Het Nieuwsblad sieht das ähnlich: Illegales Handeln und kriminelle Machenschaften kann man der christlichen Arbeiterbewegung bisher nicht vorwerfen, allerdings hat sie einen Kommunikationsfehler nach dem anderen begangen. Unterm Strich ist die ACW-Affäre nicht nur unerfreulich, sondern entwickelt sich mittlerweile zur sonderbarsten Krise der letzten Jahre.
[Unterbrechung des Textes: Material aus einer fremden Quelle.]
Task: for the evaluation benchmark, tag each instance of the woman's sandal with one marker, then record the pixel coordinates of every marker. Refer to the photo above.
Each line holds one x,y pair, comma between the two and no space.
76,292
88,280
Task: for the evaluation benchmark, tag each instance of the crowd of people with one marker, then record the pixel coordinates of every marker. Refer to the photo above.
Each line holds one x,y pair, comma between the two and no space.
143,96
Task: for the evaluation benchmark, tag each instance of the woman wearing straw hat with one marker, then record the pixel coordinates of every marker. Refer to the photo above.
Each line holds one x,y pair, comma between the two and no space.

Neuwahlen wären schlechteste Alternative
Het Laatste Nieuws sieht unterdessen die Föderalregierung in akuter Gefahr. Durch das Anzetteln der Krise treibt die nationalistische N-VA Premierminister Di Rupo und sein Kabinett in die Enge. Egal, was passiert, die Koalition muss sich jetzt zusammenraufen. Ansonsten wird sie die schwierigen Haushaltsberatungen nicht überleben. Ein Sturz der Regierung und Neuwahlen noch in diesem Jahr wären die denkbar schlechteste Alternative. Für die flämischen Mehrheitsparteien würden sie sogar zur Katastrophe. Keine Ergebnisse und auch keine Staatsreform. Die Regierungsmannschaft muss jetzt alles auf ihren neuen Finanzminister setzen.
Auch L’Echo sieht Koen Geens in der Pflicht. Um die Budgetvorgaben einzuhalten, müssen zusätzlich 2,8 Milliarden Euro eingespart werden. Unklar ist, wie die sechs Regierungsparteien jetzt damit umgehen werden.
Alle Zeitungen befassen sich heute zum Teil mit Sonderbeilagen mit dem Weltfrauentag. De Morgen etwa ist von zwei bekannten Frauen gestaltet worden, Chefredakteurinnen für einen Tag sind die Ärztin Marleen Temmerman und die Politikerin Meryame Kitir. Laut einer Umfrage von La Dernière Heure ist die beliebteste Frau im Süden des Landes Staatssekretärin Maggie De Block.